One of the components of PTC’s Construction Technology course is emerging technology. You’ll learn how new devices work in construction and the ways new gadgets and systems are changing the landscape of construction everywhere, particularly in Colorado, which, as you know if you’ve been outside recently, is full of construction projects.
What are some of the new technologies that are showing up on construction sites and changing how they are being managed?
Laser scanning is not a new concept. Laser scanners have been used on construction sites since the mid-1990s when they were primarily used to survey property. Reality capture via laser scanning converts its scanned data into digital models that contain detailed information on sites and buildings.

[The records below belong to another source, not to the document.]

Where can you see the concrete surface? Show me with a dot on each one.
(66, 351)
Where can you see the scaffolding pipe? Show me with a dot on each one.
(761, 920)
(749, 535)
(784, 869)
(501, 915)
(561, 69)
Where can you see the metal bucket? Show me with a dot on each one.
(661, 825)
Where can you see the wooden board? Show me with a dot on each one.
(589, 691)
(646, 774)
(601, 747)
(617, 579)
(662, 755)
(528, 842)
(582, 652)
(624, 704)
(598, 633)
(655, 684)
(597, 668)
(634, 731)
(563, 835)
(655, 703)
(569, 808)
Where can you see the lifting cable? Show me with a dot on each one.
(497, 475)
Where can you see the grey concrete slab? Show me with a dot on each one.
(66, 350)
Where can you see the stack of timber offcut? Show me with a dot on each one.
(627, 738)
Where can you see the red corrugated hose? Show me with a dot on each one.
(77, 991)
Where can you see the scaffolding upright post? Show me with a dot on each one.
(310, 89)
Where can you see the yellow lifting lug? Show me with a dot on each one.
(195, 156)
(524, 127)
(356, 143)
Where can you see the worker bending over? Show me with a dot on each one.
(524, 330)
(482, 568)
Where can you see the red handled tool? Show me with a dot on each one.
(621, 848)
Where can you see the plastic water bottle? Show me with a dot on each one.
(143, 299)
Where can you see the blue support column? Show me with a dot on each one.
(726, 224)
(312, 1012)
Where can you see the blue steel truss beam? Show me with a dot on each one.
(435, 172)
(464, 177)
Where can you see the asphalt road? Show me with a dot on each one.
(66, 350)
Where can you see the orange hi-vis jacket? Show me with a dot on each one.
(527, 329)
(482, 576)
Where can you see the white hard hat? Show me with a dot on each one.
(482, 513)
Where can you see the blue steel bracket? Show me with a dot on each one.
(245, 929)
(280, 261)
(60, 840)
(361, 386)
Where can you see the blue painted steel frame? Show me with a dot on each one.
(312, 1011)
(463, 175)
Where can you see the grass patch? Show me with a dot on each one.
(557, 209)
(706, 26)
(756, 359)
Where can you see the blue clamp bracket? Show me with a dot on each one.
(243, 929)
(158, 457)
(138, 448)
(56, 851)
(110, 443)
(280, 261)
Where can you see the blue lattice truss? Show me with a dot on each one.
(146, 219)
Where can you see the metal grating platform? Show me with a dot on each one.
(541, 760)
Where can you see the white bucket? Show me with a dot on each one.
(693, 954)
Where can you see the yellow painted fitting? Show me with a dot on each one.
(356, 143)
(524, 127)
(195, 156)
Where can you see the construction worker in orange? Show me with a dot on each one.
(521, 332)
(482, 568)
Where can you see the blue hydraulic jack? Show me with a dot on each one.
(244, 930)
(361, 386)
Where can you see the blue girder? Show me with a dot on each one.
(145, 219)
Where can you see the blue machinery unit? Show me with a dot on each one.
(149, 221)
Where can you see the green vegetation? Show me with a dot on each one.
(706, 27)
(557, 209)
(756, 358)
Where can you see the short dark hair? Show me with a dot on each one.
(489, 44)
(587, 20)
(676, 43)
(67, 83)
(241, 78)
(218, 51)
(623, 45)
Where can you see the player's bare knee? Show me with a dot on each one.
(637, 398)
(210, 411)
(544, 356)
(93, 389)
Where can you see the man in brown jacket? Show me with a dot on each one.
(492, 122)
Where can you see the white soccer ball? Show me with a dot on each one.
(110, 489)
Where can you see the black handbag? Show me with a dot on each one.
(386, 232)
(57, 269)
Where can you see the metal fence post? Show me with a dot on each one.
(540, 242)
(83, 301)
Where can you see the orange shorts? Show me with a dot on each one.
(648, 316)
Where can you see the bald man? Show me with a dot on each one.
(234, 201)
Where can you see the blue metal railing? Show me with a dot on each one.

Today, construction workers are using updated hardware to build more detailed digital models. Reality capture models of any construction site can be made from three-dimensional scans, laser scans, drone photography, and 360-degree photographs. This work can be conducted much faster than ever before, using a wide variety of tools, such as 360-degree cameras or camera-mounted drones.
Workers use this technology to avoid a wide range of construction mistakes that used to bring projects to a screeching halt. For example, using reality capture scanners, construction planners can avoid clashes like placing piping hangars in the wrong place or using mis-sized equipment. Using a drone-mounted camera to scan construction sites also cuts down on time spent surveying using traditional methods. This technology can create digital blueprints for restoration and remodeling work on buildings that don’t have hand-drawn blueprints. The most famous example of laser scanning being put to use in this way is the Notre Dame Cathedral in Paris.
Another major upgrade for laser scanning over the years has been precision. It can be used to analyze layouts of construction sites, landscapes, and even artwork. Laser scanning technology is being used in art installations around the world to build the perfect experience.
A Growing Industry
The construction industry, particularly in metro Denver, is growing. More projects are underway, and with them, the need for skilled workers in this field. If you can break into this industry already familiar with new technology and with hands-on experience from PTC, you’ll find plenty of opportunities at construction firms trying to expand their operations and put up more projects than ever before. Start your career in the construction industry with the Construction Technology course at Pickens.